Ciprofibrate treatment and diet had a significant beneficial effect on the lipid profile, as shown in table 2. After 4 months of treatment, plasma triglyceride concentrations were decreased by 44% (p < 0.001). HDL cholesterol concentrations were increased by 10.1% (p < 0.001). Non-HDL cholesterol was decreased by 19.2% (p < 0.001). Total cholesterol was also favorably modified (-14.9%, p < 0.001). In contrast, LDL cholesterol had a minor modification (-5.4%, p < 0.001). A significant decrease in fasting glycemia was observed in both obese and diabetic cases. This change was not found in lean subjects.
Table 2

Changes in the lipid profile and clinical characteristics between baseline and post-treatment values

 

Intention to treat analysis N = 437

 

Baseline

Final

Percent change

Triglycerides (mM/l)

3.01 ± 0.7

1.61 ± 0.8

-44 ± 33*

HDL Cholesterol (mM/l)

0.91 ± 0.1

0.98 ± 0.4

10 ± 52*

Non-HDL cholesterol (mM/l)

4.57 ± 0.9

3.61 ± 1.5

-19 ± 36*

Cholesterol (mM/l)

5.5 ± 0.9

4.57 ± 1.8

-14.9 ± 35*

LDL Cholesterol (mM/l)

3.1 ± 0.9

2.8 ± 1.3

-5.4 ± 59*

Mean ± standard deviation are presented. *p < 0.001 To convert to mg/dl multiple by 89 To convert to mg/dl multiple by 38

The achievement of treatment goals is the ultimate aim of lipid-lowering therapy. Almost half of the cases had reduced their triglyceride concentrations below 1.68 mM/l (150 mg/dl) (n= 191(43.7%). HDL cholesterol levels above 1.05 mM/l (40 mg/dl) were found in 51% of the cases (n = 223). Also, a significant proportion of the subjects (63.15%, n = 276) achieved the non-HDL cholesterol goal 4.2 mM/l (< 160 mg/dl). The LDL cholesterol goal < 3.4 mM/l (< 130 mg/dl) was attained by 56.2 % (n = 246). A full correction of the hypertrigliceridemia / low HDL cholesterol occurred in 129 subjects (29.5%). Many of them also had a non-HDL cholesterol level below 4.2 mM/l (160 mg/dl) (n = 101, 23.1%)

The lipid response during treatment differed between cases with a body mass index above or below 25 kg/m2. As is shown in figure 1, the percentage change in HDL cholesterol was higher in lean subjects. In contrast, the non-HDL cholesterol concentration had a significantly greater reduction among subjects with excess body weight. Both differences remained significant even after adjusting for age and gender. The lipid profile did not differ between these groups during the initial visit.
Figure 1

The percentage of change in the lipid parameters is different in cases with a body mass index above 25 kg/m2 compared to the response observed in lean individuals during treatment with ciprofibrate and diet.
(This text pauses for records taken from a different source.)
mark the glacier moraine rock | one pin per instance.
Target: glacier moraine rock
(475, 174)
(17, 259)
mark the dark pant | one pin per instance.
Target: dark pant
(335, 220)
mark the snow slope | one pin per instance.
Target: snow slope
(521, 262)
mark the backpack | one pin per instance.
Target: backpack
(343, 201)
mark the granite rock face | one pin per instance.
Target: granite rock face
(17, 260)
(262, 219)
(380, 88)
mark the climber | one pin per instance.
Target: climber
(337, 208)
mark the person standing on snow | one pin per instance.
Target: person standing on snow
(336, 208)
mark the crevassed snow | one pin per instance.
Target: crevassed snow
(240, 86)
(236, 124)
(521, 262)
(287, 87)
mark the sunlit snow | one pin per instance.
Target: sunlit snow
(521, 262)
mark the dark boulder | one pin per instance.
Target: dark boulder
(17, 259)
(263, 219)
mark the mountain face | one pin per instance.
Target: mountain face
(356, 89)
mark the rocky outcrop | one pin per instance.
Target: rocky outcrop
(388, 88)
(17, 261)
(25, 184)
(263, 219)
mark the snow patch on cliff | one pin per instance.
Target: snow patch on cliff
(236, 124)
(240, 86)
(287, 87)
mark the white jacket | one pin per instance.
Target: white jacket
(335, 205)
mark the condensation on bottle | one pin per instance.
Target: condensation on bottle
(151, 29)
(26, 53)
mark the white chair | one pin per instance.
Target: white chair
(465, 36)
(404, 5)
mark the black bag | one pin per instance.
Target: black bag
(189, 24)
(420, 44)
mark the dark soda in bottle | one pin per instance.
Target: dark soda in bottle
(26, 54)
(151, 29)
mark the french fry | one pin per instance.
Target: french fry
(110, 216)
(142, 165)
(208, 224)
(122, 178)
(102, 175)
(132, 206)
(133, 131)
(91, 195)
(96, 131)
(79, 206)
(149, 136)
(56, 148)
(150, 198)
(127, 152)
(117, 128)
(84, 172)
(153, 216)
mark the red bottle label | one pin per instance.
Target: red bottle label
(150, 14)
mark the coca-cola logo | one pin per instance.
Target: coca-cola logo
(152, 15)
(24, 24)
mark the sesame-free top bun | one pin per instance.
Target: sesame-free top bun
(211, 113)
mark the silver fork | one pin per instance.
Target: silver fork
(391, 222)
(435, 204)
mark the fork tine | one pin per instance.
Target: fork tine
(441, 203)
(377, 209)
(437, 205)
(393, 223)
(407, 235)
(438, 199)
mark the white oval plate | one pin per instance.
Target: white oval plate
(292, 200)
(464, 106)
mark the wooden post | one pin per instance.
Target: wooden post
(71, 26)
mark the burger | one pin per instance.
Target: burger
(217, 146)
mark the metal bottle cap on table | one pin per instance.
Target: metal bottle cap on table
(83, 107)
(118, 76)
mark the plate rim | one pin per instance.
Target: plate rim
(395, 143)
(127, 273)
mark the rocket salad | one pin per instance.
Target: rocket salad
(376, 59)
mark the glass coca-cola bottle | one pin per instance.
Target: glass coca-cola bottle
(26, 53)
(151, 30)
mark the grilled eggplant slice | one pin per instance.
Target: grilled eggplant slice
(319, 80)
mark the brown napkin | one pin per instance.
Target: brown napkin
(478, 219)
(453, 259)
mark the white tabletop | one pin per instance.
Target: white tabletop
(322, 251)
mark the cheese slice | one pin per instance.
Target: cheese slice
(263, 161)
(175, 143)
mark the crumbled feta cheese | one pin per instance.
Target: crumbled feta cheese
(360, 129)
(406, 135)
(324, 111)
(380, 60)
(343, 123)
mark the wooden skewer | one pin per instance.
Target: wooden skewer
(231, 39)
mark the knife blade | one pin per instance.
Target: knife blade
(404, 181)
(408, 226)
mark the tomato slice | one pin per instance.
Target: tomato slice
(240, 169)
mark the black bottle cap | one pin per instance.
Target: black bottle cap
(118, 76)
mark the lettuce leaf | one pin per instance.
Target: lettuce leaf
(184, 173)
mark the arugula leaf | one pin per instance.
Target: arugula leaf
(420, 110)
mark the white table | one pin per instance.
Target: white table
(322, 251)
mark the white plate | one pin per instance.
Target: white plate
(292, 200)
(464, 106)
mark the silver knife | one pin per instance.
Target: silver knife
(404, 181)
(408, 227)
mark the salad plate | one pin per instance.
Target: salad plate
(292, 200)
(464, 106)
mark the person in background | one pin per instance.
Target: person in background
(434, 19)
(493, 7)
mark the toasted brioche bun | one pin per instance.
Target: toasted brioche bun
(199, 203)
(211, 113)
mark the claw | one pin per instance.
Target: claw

Patients with diabetes had moderate hyperglycemia during the study. Their fasting glycemia was 7.7 ± 2.6 mM/l (139 ± 47 mg/dl) at baseline. A small but statistically significant decrease in glucose concentration was observed at the end of the trial (5.7 ± 3 mM/l, 104 ± 54 mg/dl p < 0.001). At baseline, their lipid profile differed, from the non-diabetic subjects, only with regards to higher triglyceride concentrations (3.13 ± 0.97 vs 2.95 ± 0.66 mM/l, p < 0.001). The lipid response to ciprofibrate and dietary treatment did not differ from that observed in the whole group. Individuals with a family history of dyslipidemia (n = 171) had higher cholesterol, triglycerides and LDL cholesterol at baseline compared to the rest of the population. The lipid response to treatment was similar to that reported in the whole group.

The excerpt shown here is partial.